T. Buckley is one of those songwriters. In a matter of a few years, he has built a solid fan base in the city, toured across the country, and now released his second album, Northern Country Soul. Schooled in Canadian history and emerging from a family of professional musicians, Buckley is well-equipped to write tales of love and longing grounded in the prairies of Alberta. His songs place you, lonesome, in the middle of that barren landscape, your wistfulness thoughtlessly carried away by the winds that rush by. Yet these songs are contradictorily cozy; the camaraderie of a small roots scene like Calgary’s materializing in their sweet harmonies and warm timbres.

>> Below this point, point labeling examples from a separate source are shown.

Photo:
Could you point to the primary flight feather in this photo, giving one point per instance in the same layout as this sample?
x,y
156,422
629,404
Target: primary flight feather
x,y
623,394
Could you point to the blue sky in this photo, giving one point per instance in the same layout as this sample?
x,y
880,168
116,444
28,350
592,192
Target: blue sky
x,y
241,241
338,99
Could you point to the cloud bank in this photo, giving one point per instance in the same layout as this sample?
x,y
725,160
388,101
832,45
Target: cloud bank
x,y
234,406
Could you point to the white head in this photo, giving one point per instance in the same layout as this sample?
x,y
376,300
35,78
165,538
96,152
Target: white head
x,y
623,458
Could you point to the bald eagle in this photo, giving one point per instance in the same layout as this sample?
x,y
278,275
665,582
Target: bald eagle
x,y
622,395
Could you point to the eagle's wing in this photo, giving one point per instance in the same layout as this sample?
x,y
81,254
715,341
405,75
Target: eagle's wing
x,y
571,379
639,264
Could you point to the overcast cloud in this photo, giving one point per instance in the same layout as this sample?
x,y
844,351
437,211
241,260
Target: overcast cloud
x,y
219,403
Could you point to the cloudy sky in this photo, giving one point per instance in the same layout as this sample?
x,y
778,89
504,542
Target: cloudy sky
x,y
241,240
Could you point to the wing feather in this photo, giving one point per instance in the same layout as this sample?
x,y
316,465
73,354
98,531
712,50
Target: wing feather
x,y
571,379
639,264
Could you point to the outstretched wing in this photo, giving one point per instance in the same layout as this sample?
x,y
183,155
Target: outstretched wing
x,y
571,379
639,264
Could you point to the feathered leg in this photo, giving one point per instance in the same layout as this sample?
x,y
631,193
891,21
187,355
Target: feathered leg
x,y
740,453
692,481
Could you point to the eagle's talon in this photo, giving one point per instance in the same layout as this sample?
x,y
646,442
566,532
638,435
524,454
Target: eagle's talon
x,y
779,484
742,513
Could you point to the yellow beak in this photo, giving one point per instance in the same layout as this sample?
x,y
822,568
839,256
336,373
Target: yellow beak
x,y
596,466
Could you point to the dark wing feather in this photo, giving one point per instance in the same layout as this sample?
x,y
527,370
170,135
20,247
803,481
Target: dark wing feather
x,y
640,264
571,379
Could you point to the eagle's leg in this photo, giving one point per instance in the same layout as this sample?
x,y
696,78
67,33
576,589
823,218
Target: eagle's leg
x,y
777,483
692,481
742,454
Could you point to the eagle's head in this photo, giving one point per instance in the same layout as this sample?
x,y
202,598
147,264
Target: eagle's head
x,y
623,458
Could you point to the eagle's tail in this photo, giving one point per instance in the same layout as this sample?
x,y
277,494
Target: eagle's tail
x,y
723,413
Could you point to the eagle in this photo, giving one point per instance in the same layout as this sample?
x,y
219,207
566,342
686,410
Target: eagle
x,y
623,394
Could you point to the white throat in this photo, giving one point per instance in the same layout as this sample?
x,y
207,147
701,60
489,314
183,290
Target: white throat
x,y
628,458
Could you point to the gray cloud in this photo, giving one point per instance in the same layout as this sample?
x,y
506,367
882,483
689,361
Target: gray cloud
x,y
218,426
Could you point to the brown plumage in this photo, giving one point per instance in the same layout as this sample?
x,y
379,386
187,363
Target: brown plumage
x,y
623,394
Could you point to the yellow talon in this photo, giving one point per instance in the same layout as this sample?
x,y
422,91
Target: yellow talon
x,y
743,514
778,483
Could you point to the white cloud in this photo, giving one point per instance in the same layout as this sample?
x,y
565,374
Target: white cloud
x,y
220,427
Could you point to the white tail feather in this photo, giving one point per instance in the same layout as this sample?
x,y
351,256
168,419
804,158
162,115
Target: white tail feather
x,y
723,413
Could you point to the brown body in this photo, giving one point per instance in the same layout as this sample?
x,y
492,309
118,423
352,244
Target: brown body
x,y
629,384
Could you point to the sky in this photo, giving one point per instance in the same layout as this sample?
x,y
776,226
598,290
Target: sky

Buckley, who holds a weekly gig at one of Calgary’s coolest roots venues, Wine-Ohs, is backed on Northern Country Soul by Derek Pulliam on bass and vocals, and Tim Leacock on guitar, mandolin, and vocals. Leacock, who I think could very well be called Calgary’s best musician, has performed with Beautiful Joe, Tom Phillips, Cam Penner, Dave McCann, Steve Pineo, Ralph Boyd Johnson ... should I go on? ... and is a songwriting force on his own. His contribution here shows that Buckley carefully picked his trio to bring out the nuances of his compositional style, as do Pulliam’s harmonies. They’re rounded out on the disc by Charlie Hase on pedal steel, Jon May on drums, and Scott Duncan on fiddle.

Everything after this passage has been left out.